Disparity in levels of remuneration between male and female staff occupying the same roles in businesses across the country needs to be more effectively tackled in future.

This is according to the TUC, which has cited official data from the Office for National Statistics showing that the UK's full-time median gender pay gap has fallen by just 0.2 percentage points in 2016 and continues to stand at 9.4 per cent.

According to the body, the rate of change in this important aspect of UK employment is simply not moving fast enough, with a 0.2 per cent annual shift in the pay divide having now been maintained for the last five years.

Indeed, this rate has slowed of late, as between 1997 and 2010, the rate of the divide closing stood at a far more welcome 0.6 per cent per year.

TUC general secretary Frances O'Grady stated: "The full-time gender pay gap is closing at a snail's pace. At this rate, it will take decades for women to get paid the same as men.

"We need a labour market that works better for women. This means helping mums get back into well-paid jobs after they have kids. And encouraging dads to take on more caring responsibilities."

Across the whole of the UK workforce (taking into account both full and part-time positions), the gender pay gap remains at an astonishing 18.1 per cent.

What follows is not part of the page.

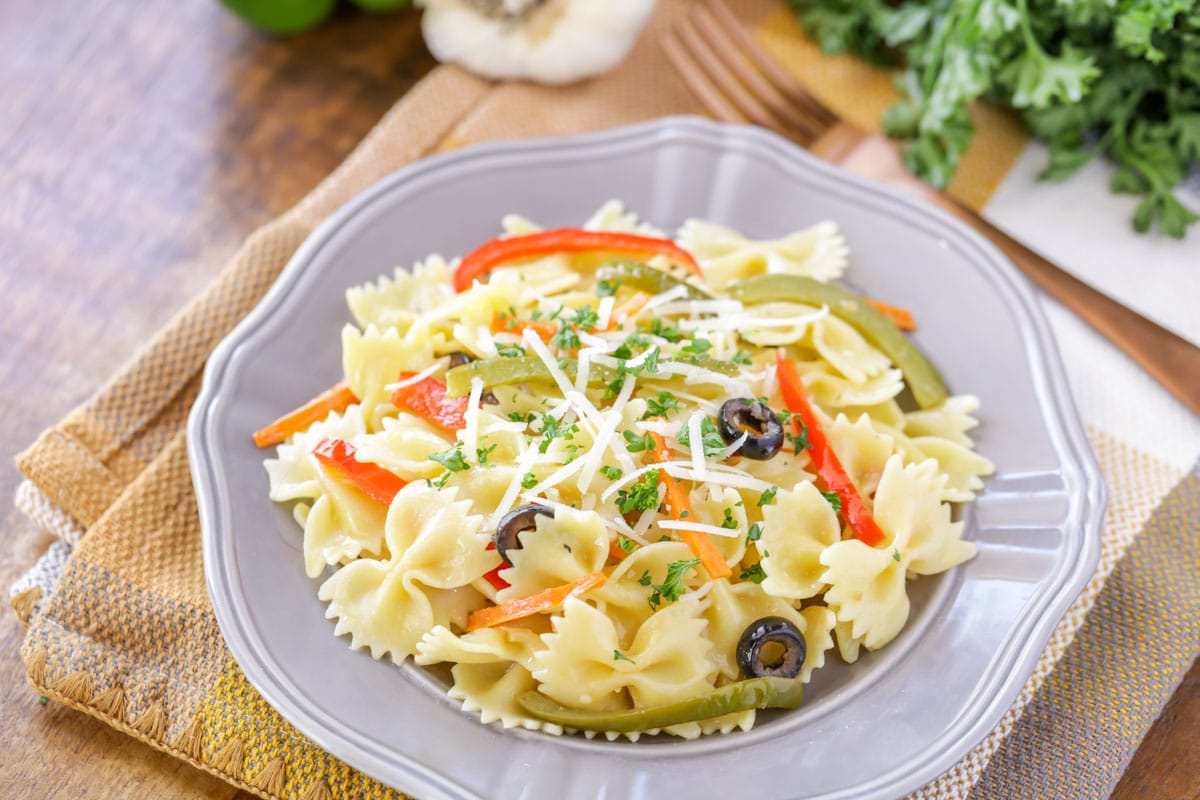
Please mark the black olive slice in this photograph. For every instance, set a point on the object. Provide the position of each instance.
(517, 521)
(771, 648)
(765, 434)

This is therefore a situation that warrants further action to ensure female staff are not being discriminated against as a result of their gender in the years ahead.

Ms O'Grady concluded the government should now consider a range of measures to better incentivise businesses to provide equal pay between male and female staff, while the body has also suggested ministers should consider the scrapping of tribunal fees.

Indeed, the TUC chief stated that the current system acts to "stop women getting justice from bad employers who have discriminated against them".